In patient with HLHS and RV dilatation and failure, TV replacement is rarely performed after completion of the Fontan procefure. Listing for a heart transplant and considering long-term mechanical circulatory support as a bridge to transplantation are the conventional options. Our patient had HLHS and a failing Fontan circulation because of severe RV dilatation that resulted in severe TV regurgitation. Because of adverse psychosocial circumstances, the patient was not a candidate for transplantation. In this context of severe RV dilatation, TV repair was challenging. Severe TV insufficiency in HLHS is considered to be secondary to the failing RV, so TV repair or replacement is not commonly undertaken. In this case, our only alternative was to attempt to restore TV competence. The most common mechanism of TV regurgitation in patients with palliated HLHS is a prolapse of the anterior leaflet with a tethered septal leaflet and dilated annulus.^,  Although an adequate repair technique was applied in this desperate situation, the repair was unsuccessful because of the severe RV dilatation. The residual central TV insufficiency failed to improve during postoperative extracorporeal membrane oxygenation, which was instituted in the hope of reducing RV size and recovering myocardial function. TV replacement was therefore undertaken. Severe RV dilatation and poor systolic function persisted, and the patient was discharged home for palliative care. The recovery of this patient was unexpectedly impressive.

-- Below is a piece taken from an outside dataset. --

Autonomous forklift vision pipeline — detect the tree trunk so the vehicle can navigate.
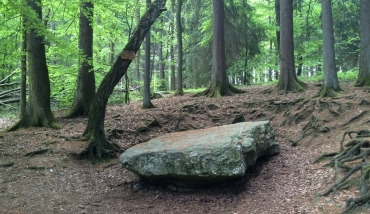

This case illustrates that TV replacement may result in normalization of RV size and function in a patient with HLHS and failing Fontan circulation as a result of severe RV dysfunction and dilatation. As such, TV replacement may obviate the need for a transplant in a challenging subgroup of patients with failing Fontan circulation and severe dilatation of a single ventricle. Currently, this road is not taken for the suitable candidates for transplantation. Should it be?